Mansundae Grand Monument

This is the grandest of all monuments to the leaders and the various wars North Korea endured. The Monument depicts Kim Il Song and Kim Jong Il bronze statues surrounded by sculptural groups representing the anti-Japanese struggle and the Socialist revolution and reconstruction. We had to bow after offering the flowers, standing in line, in front of the sculptures. From there we could see the Chollima statue, a mythologic horse that is said to be able to gallop 400km in one day.

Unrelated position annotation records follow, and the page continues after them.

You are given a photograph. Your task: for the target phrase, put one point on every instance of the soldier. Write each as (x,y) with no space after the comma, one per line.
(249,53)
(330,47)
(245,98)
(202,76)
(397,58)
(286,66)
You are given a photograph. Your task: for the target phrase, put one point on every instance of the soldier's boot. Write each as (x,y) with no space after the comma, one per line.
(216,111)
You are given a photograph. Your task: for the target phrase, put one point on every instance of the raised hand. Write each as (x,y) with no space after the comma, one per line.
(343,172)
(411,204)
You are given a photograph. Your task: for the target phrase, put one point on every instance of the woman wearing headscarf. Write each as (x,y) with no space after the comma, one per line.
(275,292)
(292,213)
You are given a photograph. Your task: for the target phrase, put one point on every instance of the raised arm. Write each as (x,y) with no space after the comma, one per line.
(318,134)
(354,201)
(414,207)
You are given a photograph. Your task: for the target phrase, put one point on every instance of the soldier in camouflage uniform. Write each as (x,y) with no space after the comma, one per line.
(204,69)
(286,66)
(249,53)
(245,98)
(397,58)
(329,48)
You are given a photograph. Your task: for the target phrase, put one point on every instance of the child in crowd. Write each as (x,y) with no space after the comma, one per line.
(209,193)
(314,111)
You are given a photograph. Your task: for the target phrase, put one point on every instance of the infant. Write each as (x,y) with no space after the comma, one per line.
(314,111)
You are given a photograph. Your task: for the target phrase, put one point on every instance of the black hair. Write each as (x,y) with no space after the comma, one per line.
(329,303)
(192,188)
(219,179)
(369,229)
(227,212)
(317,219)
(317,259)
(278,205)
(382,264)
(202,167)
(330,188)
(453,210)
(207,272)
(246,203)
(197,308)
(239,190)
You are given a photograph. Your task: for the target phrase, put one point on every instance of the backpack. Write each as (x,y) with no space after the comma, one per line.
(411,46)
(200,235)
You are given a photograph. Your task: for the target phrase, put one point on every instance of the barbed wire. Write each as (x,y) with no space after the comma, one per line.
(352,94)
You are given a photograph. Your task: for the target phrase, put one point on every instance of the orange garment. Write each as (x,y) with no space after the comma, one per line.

Grand People’s Study House

Computer class on a trip to North Korea

Computer class

A good old library which was an interesting part of the day. We visited several rooms and were shown the way the books are retrieved, in an hydraulic conveyor belt linked to a computer. In the music and TV room we were played ABBA. Students learned English and how to use a computer in some of the rooms, the iconic Windows XP logo dancing on the screens. The building was so large that it is said to house 30 million books and be able to host 12,000 people. From the rooftop we got a first hand view of the rehearsals for the celebration of Liberation Day later that week. Hundreds of Young Pioneer children were forming the various shapes and letters on the grand square below, dressed in their navy blue trousers, white shirt and red scarf.

Mansundae Art Studio

This is where all the sculptures and paintings displayed across all the other buildings and grand monuments are created and artists could be seen at work. Since it was a Saturday, we could not see the artists who were “Busy discussing the Party’s ideology”.

Pyongyang Metro (5 stops)

Looking very similar to the Moscow metro, the Pyongyang metro, I later discovered, was built entirely under “The guidance of President Kim Il Song”, as the guide announced, and made entirely with Korean materials. Engineering skill set aside, the stations were huge and decorated with gigantic mosaics and sculptures. We visited five stations, including the famous Glory Station with firework chandeliers. The carriages were bare and the doors opened manually. The stations were buried one hundred meters, or two minutes, under ground on the “self-reliant” escalators and are said to double as bomb shelters.

Mangyongdae – Birth place of Kim Il Sung

Located in the outskirts of Pyongyang this is the birth place of the Founding Eternal President. A local English-speaking guide provided a solemn tour of his house. Kim Il Song’s family was living there in exchange for taking care of the property and cemetery of a rich family. There were photos of his family and his childhood. This was the first bit of extreme cult adulation that would become the background theme of all mentions of the Eternal Leader.

Shopping at a supermarket

We asked to stop at a supermarket to see what was on sale and buy some soju. The supermarket had much of the usual packaged goods with several international brands from Vietnam, Thailand and even Europe. Hard liquors like Chivas or wine from France were easily available, as were Oreo and other well-known brands.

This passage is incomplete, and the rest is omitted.